By José Alberto Niño, reposted from José Alberto Niño’s Substack, May 4, 2026

When popular leftist streamer Hasan Piker told his massive audience that Hamas is “a thousand times better than Israel” and that he would “vote for Hamas over Israel every single time,” Van Jones did not dismiss him or call him names. He wrote a Substack essay engaging with the argument directly. Published under the title “Breakdown: Is Hasan Piker Right About Hamas?”, the piece argued that simply writing Piker off accomplishes nothing because the streamer is “emerging as one of the major voices of his generation.”
Jones characterized Piker’s core claim as asserting that “the Israelis have been so brutal to the Palestinians, have treated them so badly and have prosecuted the war in Gaza with such violence — that pretty much anything Hamas does pales in comparison.”

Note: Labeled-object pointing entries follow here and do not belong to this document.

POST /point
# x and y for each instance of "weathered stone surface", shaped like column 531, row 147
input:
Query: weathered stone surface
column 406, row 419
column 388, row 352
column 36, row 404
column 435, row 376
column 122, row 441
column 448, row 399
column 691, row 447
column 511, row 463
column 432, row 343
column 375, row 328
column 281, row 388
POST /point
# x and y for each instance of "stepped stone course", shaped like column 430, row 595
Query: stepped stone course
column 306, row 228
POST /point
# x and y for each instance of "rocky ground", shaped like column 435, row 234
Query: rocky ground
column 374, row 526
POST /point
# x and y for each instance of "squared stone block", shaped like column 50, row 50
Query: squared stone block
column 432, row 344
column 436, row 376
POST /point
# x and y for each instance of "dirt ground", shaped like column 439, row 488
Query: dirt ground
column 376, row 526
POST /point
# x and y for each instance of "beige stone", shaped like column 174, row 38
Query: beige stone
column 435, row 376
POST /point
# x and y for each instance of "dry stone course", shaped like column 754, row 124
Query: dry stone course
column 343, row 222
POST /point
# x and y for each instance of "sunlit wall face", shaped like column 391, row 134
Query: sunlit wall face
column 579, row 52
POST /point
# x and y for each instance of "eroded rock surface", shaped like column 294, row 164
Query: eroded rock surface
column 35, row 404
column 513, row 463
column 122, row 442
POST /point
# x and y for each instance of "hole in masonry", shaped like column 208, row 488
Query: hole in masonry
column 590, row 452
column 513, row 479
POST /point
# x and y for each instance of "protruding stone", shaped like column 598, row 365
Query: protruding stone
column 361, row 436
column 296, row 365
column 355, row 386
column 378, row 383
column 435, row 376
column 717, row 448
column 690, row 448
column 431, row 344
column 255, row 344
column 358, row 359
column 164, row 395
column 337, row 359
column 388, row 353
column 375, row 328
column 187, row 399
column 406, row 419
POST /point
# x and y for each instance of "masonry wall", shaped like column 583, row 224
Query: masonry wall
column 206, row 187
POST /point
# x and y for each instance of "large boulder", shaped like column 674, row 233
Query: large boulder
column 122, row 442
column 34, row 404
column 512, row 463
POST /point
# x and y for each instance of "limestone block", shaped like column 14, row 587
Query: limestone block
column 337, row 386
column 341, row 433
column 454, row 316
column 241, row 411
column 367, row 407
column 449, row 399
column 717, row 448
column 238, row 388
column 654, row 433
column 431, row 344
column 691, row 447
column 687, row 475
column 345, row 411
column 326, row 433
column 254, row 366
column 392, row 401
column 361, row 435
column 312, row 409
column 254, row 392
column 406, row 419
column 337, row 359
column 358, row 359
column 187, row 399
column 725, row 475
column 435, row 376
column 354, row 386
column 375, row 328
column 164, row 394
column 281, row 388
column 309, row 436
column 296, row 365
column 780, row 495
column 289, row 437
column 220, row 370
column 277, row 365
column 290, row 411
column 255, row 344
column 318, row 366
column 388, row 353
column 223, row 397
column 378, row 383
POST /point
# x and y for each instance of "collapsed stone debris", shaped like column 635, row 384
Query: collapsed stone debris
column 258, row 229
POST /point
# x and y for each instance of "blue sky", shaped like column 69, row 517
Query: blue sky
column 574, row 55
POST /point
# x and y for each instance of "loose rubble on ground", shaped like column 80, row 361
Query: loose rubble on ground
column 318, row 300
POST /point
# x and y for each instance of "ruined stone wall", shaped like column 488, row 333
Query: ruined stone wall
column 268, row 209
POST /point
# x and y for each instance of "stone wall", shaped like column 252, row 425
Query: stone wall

While Jones acknowledged having personally witnessed Palestinian suffering in the West Bank and Gaza, and agreed that “the Gaza war was prosecuted too aggressively,” he fundamentally rejected Piker’s position on Hamas. His central critique focused on means: Hamas “has spent the past 10 years firing rockets at innocent Israeli men, women, children, babies, hospitals, schools and nurseries,” Jones wrote, and the only reason those rockets had not murdered tens of thousands of Israelis was the Iron Dome. Jones also noted that while Israel has killed more Palestinians since October 7th than Hamas has killed Israelis, this is “not for lack of trying on Hamas’s part.”
The Piker essay is only the latest expression of a transformation that has unfolded since October 7, 2023, when Jones reinvented himself as the Jewish community’s most reliable Uncle Tom in the progressive world.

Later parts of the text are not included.